The Bridge

Valence mining crystallizes understanding. The memory bank stores it. But understanding without action is just contemplation. The task system is the bridge between knowing what you want and actually building it.

A task tracker for agentic LLM workflows needs to be:

  • Simple enough that an LLM can operate it — No GUI-only interfaces. CLI-first. Text in, text out.
  • Structured enough to encode dependencies — What blocks what. What order things happen in.
  • Lightweight enough to not impose overhead — If the tool is heavier than the task, you've lost.

The Evolution: Beads → TD

Beads (The Conceptual Unlock)

The original insight: issues are linked beads. They have dependencies, sequence, hierarchy. An epic contains tasks. Tasks block other tasks. Completing one unblocks the next.

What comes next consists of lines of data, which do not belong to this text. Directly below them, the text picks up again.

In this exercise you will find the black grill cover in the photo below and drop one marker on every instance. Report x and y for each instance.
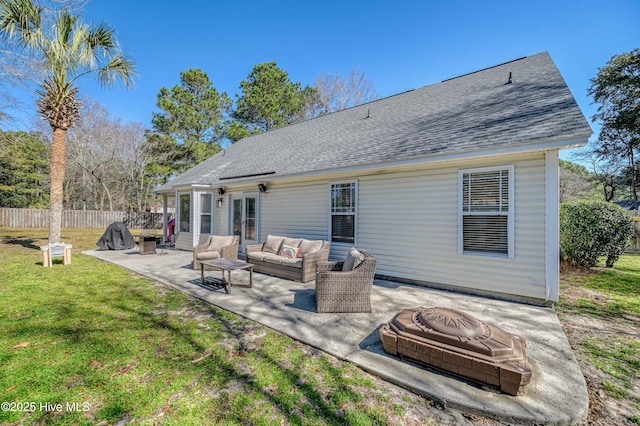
(116, 237)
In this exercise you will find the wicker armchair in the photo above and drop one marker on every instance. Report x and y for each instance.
(224, 247)
(345, 291)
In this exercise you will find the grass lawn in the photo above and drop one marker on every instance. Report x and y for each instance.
(92, 343)
(606, 341)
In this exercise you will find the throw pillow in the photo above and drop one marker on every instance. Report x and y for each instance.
(272, 245)
(351, 259)
(309, 246)
(288, 251)
(219, 241)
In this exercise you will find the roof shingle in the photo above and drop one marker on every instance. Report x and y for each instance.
(473, 112)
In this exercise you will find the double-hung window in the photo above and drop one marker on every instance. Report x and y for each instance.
(185, 213)
(206, 213)
(485, 215)
(344, 203)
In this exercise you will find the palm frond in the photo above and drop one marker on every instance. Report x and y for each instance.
(20, 20)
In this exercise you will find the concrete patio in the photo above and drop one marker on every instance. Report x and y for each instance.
(557, 393)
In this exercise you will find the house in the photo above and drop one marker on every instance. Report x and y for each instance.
(453, 185)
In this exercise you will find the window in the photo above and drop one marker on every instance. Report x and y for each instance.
(185, 213)
(343, 212)
(485, 214)
(206, 217)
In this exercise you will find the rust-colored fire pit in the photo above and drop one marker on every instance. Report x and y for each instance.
(459, 343)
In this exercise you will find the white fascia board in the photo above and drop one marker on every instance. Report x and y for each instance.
(542, 146)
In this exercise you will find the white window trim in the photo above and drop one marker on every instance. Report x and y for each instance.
(212, 203)
(179, 215)
(355, 213)
(510, 213)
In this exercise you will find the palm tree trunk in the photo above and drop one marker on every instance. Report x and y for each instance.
(57, 170)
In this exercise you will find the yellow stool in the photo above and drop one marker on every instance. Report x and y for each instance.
(56, 249)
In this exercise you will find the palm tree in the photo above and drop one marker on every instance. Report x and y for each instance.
(66, 51)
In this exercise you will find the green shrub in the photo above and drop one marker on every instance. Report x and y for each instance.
(592, 229)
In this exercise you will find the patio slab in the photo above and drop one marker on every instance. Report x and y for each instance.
(557, 393)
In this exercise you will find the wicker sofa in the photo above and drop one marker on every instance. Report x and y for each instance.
(290, 258)
(216, 247)
(346, 286)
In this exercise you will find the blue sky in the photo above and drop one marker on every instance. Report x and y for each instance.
(400, 45)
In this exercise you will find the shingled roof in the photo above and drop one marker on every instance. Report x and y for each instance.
(518, 104)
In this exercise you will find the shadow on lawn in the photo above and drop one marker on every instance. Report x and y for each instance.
(229, 361)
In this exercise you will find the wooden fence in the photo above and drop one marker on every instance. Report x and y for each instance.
(33, 218)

Beads was implemented as a full Go application — 180,000 lines, 3-5 second response times, complex architecture. It worked, but it was heavy.

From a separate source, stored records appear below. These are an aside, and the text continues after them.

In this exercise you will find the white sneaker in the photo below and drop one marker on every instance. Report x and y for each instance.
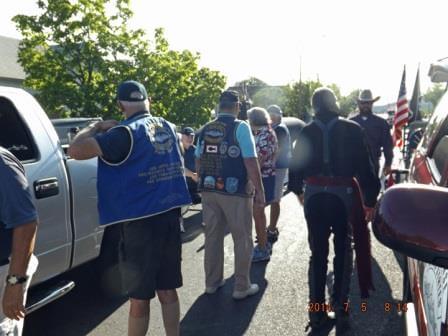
(252, 290)
(212, 290)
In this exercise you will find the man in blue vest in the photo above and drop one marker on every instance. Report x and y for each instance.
(141, 184)
(229, 175)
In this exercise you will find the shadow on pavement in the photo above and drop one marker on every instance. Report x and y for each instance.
(78, 313)
(381, 314)
(218, 314)
(85, 307)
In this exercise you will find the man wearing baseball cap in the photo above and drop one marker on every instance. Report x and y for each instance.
(187, 139)
(228, 174)
(141, 185)
(377, 131)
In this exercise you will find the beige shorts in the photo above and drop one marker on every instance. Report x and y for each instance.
(280, 175)
(7, 326)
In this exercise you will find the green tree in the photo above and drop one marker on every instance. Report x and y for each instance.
(434, 93)
(348, 103)
(75, 53)
(270, 95)
(251, 81)
(298, 99)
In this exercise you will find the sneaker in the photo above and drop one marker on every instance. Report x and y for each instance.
(272, 235)
(342, 322)
(181, 224)
(212, 290)
(261, 254)
(321, 326)
(252, 290)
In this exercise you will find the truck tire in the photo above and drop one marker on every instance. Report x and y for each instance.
(108, 263)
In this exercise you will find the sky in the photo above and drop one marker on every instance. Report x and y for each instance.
(356, 44)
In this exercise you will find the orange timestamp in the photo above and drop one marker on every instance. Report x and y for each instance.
(363, 307)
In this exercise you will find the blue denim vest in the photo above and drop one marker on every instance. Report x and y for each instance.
(149, 181)
(222, 168)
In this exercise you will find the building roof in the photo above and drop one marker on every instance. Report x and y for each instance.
(9, 65)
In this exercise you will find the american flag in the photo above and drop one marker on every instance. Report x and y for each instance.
(401, 116)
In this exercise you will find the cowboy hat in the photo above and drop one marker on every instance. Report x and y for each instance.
(365, 96)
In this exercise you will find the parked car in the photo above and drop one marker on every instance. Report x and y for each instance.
(64, 191)
(67, 128)
(413, 219)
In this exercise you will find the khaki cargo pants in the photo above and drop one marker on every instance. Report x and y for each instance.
(220, 212)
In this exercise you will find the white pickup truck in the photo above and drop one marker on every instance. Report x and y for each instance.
(64, 191)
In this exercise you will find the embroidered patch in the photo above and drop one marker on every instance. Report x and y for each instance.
(209, 182)
(223, 148)
(219, 183)
(211, 149)
(161, 138)
(215, 132)
(234, 151)
(231, 185)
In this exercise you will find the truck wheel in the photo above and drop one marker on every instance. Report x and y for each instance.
(110, 278)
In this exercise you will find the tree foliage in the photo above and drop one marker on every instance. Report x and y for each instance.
(270, 95)
(298, 99)
(348, 104)
(434, 93)
(76, 52)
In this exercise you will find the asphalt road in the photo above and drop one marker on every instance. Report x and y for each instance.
(280, 308)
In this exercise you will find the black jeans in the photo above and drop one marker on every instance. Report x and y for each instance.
(325, 214)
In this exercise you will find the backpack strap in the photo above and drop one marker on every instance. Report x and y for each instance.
(326, 128)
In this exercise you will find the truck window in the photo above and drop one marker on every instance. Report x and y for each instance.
(14, 135)
(440, 156)
(432, 134)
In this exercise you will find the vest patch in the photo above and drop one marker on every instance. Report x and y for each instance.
(209, 182)
(160, 138)
(234, 151)
(215, 132)
(211, 149)
(231, 185)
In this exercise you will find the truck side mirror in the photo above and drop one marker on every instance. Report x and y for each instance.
(413, 219)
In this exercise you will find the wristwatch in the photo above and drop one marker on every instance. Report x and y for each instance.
(16, 280)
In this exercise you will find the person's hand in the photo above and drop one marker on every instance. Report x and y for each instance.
(13, 307)
(369, 213)
(259, 201)
(103, 126)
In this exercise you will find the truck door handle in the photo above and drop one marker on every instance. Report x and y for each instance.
(46, 187)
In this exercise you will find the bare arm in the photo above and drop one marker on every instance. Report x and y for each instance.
(22, 247)
(253, 172)
(84, 146)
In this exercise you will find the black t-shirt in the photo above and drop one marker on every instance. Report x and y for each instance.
(349, 157)
(189, 158)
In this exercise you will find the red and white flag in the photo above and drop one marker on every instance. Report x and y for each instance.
(401, 116)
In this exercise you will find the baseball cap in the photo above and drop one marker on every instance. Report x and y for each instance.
(131, 91)
(229, 96)
(187, 131)
(275, 109)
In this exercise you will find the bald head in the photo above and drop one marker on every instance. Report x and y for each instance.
(324, 101)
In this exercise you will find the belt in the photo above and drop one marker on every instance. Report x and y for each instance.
(333, 181)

TD (The Refined Implementation)

Same concept. Under 1,000 lines of Bash + SQLite. Instant response. Linear-style workflow states. Runs anywhere with a shell.

# Create a task
td create "Build landing page" -p high -t feature

# Create subtasks (epic pattern)
td sub 1 "Design header component"
td sub 1 "Implement contact form"
td sub 1 "Deploy to Cloudflare Pages"

# Move through workflow
td move 1.1 started
td close 1.1 "Header looks good"
td ready  # What's unblocked?
The Abstraction Principle

A simpler abstraction beats a heavier one. Every time. Beads proved the concept. TD proved that the concept survives compression. The 180,000 lines weren't the value — the mental model of linked, dependent, sequential issues was the value. The implementation is exhaust.

How It Works With LLMs

The task system is how you give an LLM a roadmap. Instead of one giant prompt, you break work into discrete steps with dependencies:

  1. Mine the context — Valence mine until you understand the full scope
  2. Create the epic — A parent task describing the goal
  3. Break into subtasks — Each one a discrete, completable unit
  4. Set dependencies — What blocks what
  5. Execute sequentially — Work through the ready queue one at a time

The LLM reads the task list, picks the next unblocked item, executes it, marks it done, and checks what's newly unblocked. The human reviews, redirects, and adds tasks as new understanding emerges.

Workflow States

State Type Meaning
Backlog backlog Known but not scheduled
Todo unstarted Scheduled, waiting for dependencies
In Progress started Actively being worked
Done completed Finished
Canceled canceled No longer needed

The Epic Pattern

Tasks nest naturally using dot notation:

1    Build user dashboard (epic)
1.1  ├── Design data model
1.2  ├── Create API endpoints
1.3  ├── Build frontend components
1.3.1│   ├── Header widget
1.3.2│   ├── Activity feed
1.3.3│   └── Settings panel
1.4  └── Deploy and test

The LLM sees this hierarchy and understands: 1.1 must finish before 1.2 makes sense. 1.3's subtasks can run in parallel. 1.4 waits for everything.

Task Tracking as Transpilation Input

This is where it connects to semantic transpilation. The task list is structured intent. Each task is an issue. Issues are a specialized table. The LLM reads the issues plus the context (memory bank, docs, existing code) and transpiles them into working artifacts.

The flow:

Valence Mining (understanding)
Memory Bank (stored context)
Task List (structured intent)
LLM executes task by task
Working Artifact

Getting Started With TD

  1. Install TD (single script, SQLite database)
  2. Initialize in your project: td init
  3. Create your first epic: td create "The thing you're building" -t epic
  4. Break it down: td sub 1 "First step"
  5. Tell Claude about it: "Read td list and work through the ready queue"
The Execution Loop

Understanding without action is contemplation. Action without understanding is flailing. The task system connects them: mine the context, structure the intent, execute step by step. Each completed task updates your understanding. The loop tightens.